They think of everything these days!
Seeing new car advertisements, that thought runs through my mind. With an active family, I can’t count the number of times there’s been an immediate mess—think sandbox remnants dumped out of tennis shoes or cereal spread across the floor—and I wished a vacuum cleaner would appear out of thin air. About the day after I first had that thought, I saw the brand new minivan with an integrated vacuum.
I used to carry a power inverter in my SUV, so as I made the most of our miles traveled, I could plug in my laptop. Today I can leave that inverter at home. I have a 120-volt AC plugin right there on the console.
In the automotive industry, I’m sure there’s a fair amount of logging and correlating specific requests and responding to drivers as they file complaints, but car designers must think years ahead. They must anticipate. It’s not a question of “what does the customer want today,” but rather what will they want. Designers have to imagine life in the future.
From cars that communicate with each other and avoid crashes to driverless vehicles, it’s hard to picture what I’ll be driving, or just riding in 10 years from now.

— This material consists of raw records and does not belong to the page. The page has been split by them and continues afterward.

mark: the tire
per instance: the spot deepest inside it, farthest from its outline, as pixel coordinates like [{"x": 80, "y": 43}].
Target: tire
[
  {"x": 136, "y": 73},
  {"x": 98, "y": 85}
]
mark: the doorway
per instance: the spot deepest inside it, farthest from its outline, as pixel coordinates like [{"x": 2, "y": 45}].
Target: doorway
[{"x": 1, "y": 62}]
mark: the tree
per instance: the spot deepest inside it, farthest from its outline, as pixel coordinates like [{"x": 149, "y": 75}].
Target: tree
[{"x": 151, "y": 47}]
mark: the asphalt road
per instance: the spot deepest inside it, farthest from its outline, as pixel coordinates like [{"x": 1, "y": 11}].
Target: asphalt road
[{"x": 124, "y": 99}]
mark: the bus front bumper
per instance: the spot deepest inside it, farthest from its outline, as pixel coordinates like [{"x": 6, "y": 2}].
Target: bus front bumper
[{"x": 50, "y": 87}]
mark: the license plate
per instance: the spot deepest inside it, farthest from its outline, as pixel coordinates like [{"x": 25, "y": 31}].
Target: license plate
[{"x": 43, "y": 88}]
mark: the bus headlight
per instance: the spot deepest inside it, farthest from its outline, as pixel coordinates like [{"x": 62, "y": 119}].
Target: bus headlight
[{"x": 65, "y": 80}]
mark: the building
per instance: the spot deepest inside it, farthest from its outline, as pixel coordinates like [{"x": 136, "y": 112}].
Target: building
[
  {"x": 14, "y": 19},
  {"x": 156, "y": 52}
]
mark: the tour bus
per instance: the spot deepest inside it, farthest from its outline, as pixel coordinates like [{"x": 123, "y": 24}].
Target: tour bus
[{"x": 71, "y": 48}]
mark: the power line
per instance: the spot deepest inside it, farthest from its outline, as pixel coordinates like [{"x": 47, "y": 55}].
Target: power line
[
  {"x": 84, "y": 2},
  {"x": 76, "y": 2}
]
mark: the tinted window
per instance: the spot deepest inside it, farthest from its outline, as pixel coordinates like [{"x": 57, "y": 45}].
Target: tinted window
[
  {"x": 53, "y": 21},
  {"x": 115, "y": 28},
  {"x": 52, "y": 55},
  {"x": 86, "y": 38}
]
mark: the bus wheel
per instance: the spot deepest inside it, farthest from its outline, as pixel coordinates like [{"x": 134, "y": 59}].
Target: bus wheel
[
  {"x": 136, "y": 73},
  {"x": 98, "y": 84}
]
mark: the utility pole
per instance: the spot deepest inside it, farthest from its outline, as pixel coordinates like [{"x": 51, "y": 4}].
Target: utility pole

The cattle business is much the same. When breeders select genetics, they’re incorporating needs of commercial cattle customers, from growth and performance to structural soundness and maternal traits. They’re responding to consumer demand with more marbling.
These are all traits and opportunities that cattlemen have the ability to affect today.
The rapid pace of improvement has been astonishing, but when I think about the cattle of the future, that’s when I get really excited.
Imagine a world where you could select for stock that almost never get sick. It may seem like an impossibility today, but there’s early work being done to characterize the genetics of increased immunity. Someday it could be as routine as placing pressure on lower birthweight or higher weaning weight.
Genomic technology puts this research within reach, but could also make that real-time information applicable. Cattle could be treated differently based on their inherent risk category. In a world where pen riders aren’t getting any easier to find, where consumers are ever more concerned about animal welfare, this is the kind of development that could be a game changer long-term.
Heat, fescue, altitude—our environmental challenges across cattle country are as diverse as our zip codes, but associations are working to provide tools to help tap the animals that work best in those scenarios. More information will allow for more informed decisions.
The cattle of tomorrow are being bred with more and more precision, and the rate of improvement can increase. They’ll fit the places they live and the places they’re headed more and more predictably than today. And because demand signals simply work to reward progress with profits, they’ll continue to align with consumer preference for higher quality beef.
That’s the kind of built-in that will build the future.